Secretary of State Rex Tillerson is set to begin his first trip to Asia in his new role and will attempt to forge cooperation with important U.S. allies in the region, while downplaying fears that the U.S. is looking to isolate itself diplomatically.
Tillerson will find shared anxiety at the North’s saber-rattling but less agreement about how to deal with it, and unresolved questions about how the United States and China, the world’s two largest economies, can manage growing differences.
Japan and South Korea, which host American troops and are already within range of North Korean missiles, support U.S. efforts to increase diplomatic and economic pressure on Pyongyang.
The three navies were also conducting drills Wednesday in seas east of the divided Korean Peninsula and north of Japan to promote interoperability, the U.S. Navy’s 7th Fleet said.
Adding to the combustible mix of military tension and the region’s historic rivalries is another factor — uncertainty about U.S. foreign policy under the Trump administration.
Tillerson, who arrives in Tokyo late Wednesday at the start of his four-day, three-nation tour, could provide some reassurance to nervy allies. He will meet Thursday with Japanese Prime Minister Shinzo Abe and Foreign Minister Fumio Kishida.

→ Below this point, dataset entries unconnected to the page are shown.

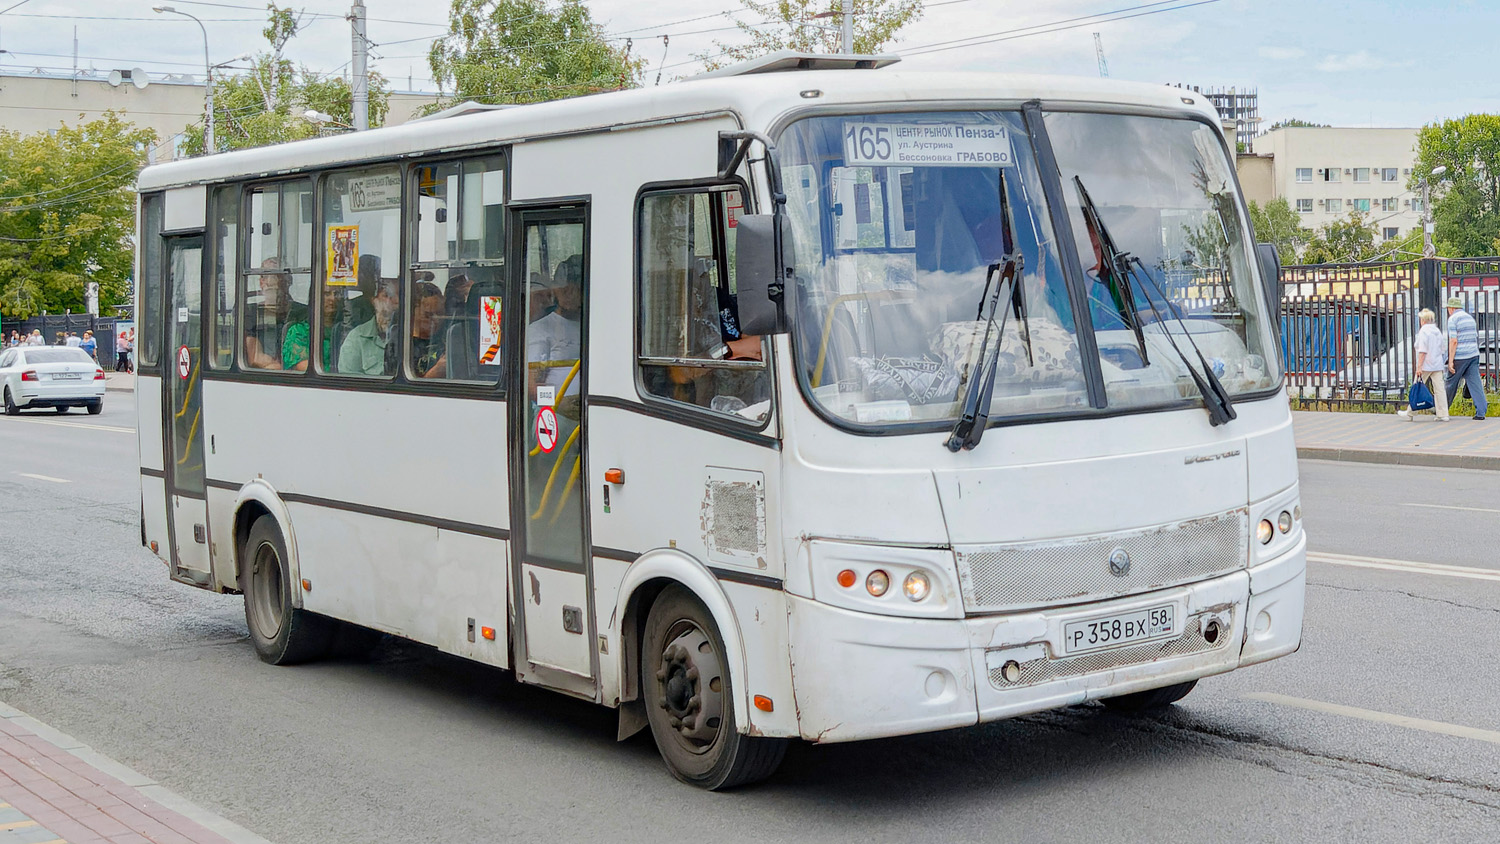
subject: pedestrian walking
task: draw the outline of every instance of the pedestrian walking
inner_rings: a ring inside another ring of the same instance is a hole
[[[1425,383],[1432,390],[1433,410],[1437,413],[1437,419],[1439,422],[1447,422],[1448,388],[1443,375],[1448,368],[1448,344],[1443,339],[1443,332],[1438,330],[1437,314],[1429,308],[1423,308],[1417,318],[1421,321],[1422,328],[1417,332],[1414,343],[1417,352],[1415,380]],[[1396,411],[1396,415],[1408,420],[1413,418],[1409,408]]]
[[[10,342],[6,343],[5,347],[7,349],[14,349],[15,347],[17,347],[19,345],[21,345],[21,332],[16,331],[15,329],[11,329],[11,331],[10,331]]]
[[[94,332],[83,332],[83,339],[78,342],[78,348],[88,352],[89,357],[94,359],[94,363],[99,362],[99,341],[94,339]]]
[[[116,372],[130,371],[130,351],[135,346],[131,342],[131,335],[134,333],[133,331],[122,332],[117,338],[115,351],[119,353],[119,358],[115,361]]]
[[[31,329],[31,336],[26,339],[26,345],[28,345],[28,346],[45,346],[45,345],[47,345],[47,341],[42,339],[42,330],[40,328],[33,328],[33,329]]]
[[[1489,405],[1484,396],[1484,379],[1479,377],[1479,330],[1474,317],[1464,310],[1464,301],[1448,297],[1448,377],[1446,386],[1451,398],[1458,398],[1458,385],[1469,388],[1474,400],[1474,418],[1483,419]]]

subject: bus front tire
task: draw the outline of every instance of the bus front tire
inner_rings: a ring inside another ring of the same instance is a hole
[[[1188,692],[1198,685],[1197,680],[1189,680],[1186,683],[1178,683],[1175,686],[1163,686],[1160,689],[1147,689],[1144,692],[1132,692],[1119,697],[1107,697],[1100,703],[1117,712],[1150,712],[1153,709],[1161,709],[1171,706],[1179,700],[1188,696]]]
[[[10,388],[6,387],[5,388],[5,415],[6,416],[19,416],[20,413],[21,413],[21,408],[16,407],[15,399],[12,399],[10,397]]]
[[[786,739],[735,729],[724,639],[691,592],[669,586],[651,605],[641,643],[641,694],[656,748],[672,776],[710,791],[775,773]]]
[[[262,662],[294,665],[328,652],[334,622],[292,606],[286,542],[270,516],[250,526],[240,557],[240,591],[245,594],[245,625]]]

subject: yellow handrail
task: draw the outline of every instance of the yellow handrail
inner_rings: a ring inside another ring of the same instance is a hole
[[[562,468],[562,459],[568,456],[568,449],[573,447],[573,442],[578,439],[578,432],[581,430],[583,430],[581,425],[573,429],[573,433],[568,435],[568,441],[563,443],[562,451],[559,451],[557,458],[553,460],[552,471],[547,475],[547,485],[542,487],[542,497],[537,501],[536,512],[531,514],[532,521],[540,519],[547,511],[547,501],[552,497],[552,485],[557,482],[557,470]],[[572,481],[570,480],[569,483]]]
[[[835,296],[833,301],[828,303],[828,310],[823,317],[823,341],[818,344],[818,363],[813,367],[812,372],[812,385],[814,388],[817,388],[823,381],[823,361],[828,357],[828,333],[833,330],[833,309],[845,302],[852,302],[855,299],[869,301],[871,299],[894,299],[899,296],[911,296],[915,298],[915,294],[911,290],[871,290],[862,293],[845,293],[842,296]]]
[[[552,518],[547,520],[547,527],[557,524],[557,519],[562,515],[563,505],[568,503],[566,490],[571,489],[573,482],[578,480],[578,470],[583,467],[583,455],[573,458],[573,471],[568,474],[567,483],[563,484],[563,494],[557,497],[557,506],[552,508]]]
[[[582,366],[582,365],[583,365],[583,361],[581,361],[581,360],[575,360],[575,361],[573,361],[573,368],[570,369],[570,370],[568,370],[568,377],[566,377],[566,378],[563,379],[562,386],[559,387],[558,390],[557,390],[557,397],[558,398],[562,398],[563,396],[565,396],[565,395],[568,394],[568,385],[571,384],[571,383],[573,383],[573,376],[578,374],[578,368],[580,366]],[[538,454],[541,454],[541,453],[542,453],[542,446],[541,446],[540,443],[538,443],[537,447],[533,448],[531,450],[531,453],[528,454],[527,456],[528,457],[535,457],[535,456],[537,456]]]

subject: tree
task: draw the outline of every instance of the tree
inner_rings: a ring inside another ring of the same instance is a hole
[[[287,42],[297,34],[301,16],[274,3],[269,10],[266,28],[261,32],[271,49],[255,56],[249,73],[214,80],[216,151],[315,137],[324,130],[303,117],[309,109],[323,112],[344,126],[354,119],[354,92],[347,80],[294,67],[281,57]],[[385,77],[371,73],[369,91],[370,125],[379,126],[385,122],[389,98]],[[182,149],[188,155],[204,151],[203,126],[188,127]]]
[[[455,103],[532,103],[640,84],[643,59],[613,47],[583,0],[452,0],[427,62]]]
[[[1271,124],[1271,128],[1267,129],[1266,131],[1267,132],[1274,132],[1277,129],[1327,129],[1327,128],[1328,128],[1328,124],[1327,123],[1309,123],[1306,120],[1298,120],[1295,117],[1288,117],[1285,120],[1278,120],[1275,123],[1272,123]]]
[[[0,132],[0,314],[103,312],[129,299],[135,184],[150,129],[114,112],[54,132]]]
[[[1365,221],[1365,215],[1351,211],[1342,220],[1325,223],[1302,251],[1304,264],[1350,264],[1368,261],[1380,254],[1376,247],[1379,232]]]
[[[1292,204],[1284,197],[1267,202],[1264,208],[1251,202],[1250,228],[1257,242],[1275,244],[1283,264],[1297,263],[1302,247],[1312,239],[1312,232],[1302,225]]]
[[[1472,258],[1500,248],[1500,115],[1470,114],[1417,132],[1417,164],[1407,187],[1420,191],[1433,168],[1432,217],[1438,254]],[[1419,194],[1420,195],[1420,194]]]
[[[842,53],[839,24],[843,0],[740,0],[749,20],[734,25],[750,37],[748,44],[714,42],[717,53],[700,54],[704,67],[714,70],[777,50],[803,53]],[[902,27],[922,16],[922,0],[854,0],[854,52],[878,53]],[[827,15],[816,20],[815,15]]]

The former Exxon Mobil CEO has adopted a low profile during his six weeks as secretary of state. The State Department Correspondents’ Association expressed disappointment Wednesday that Tillerson was traveling to Asia without a full contingent of the diplomatic press corps or even a pool reporter on his plane — although it is taking a reporter from the conservative-leaning website, the Independent Journal Review.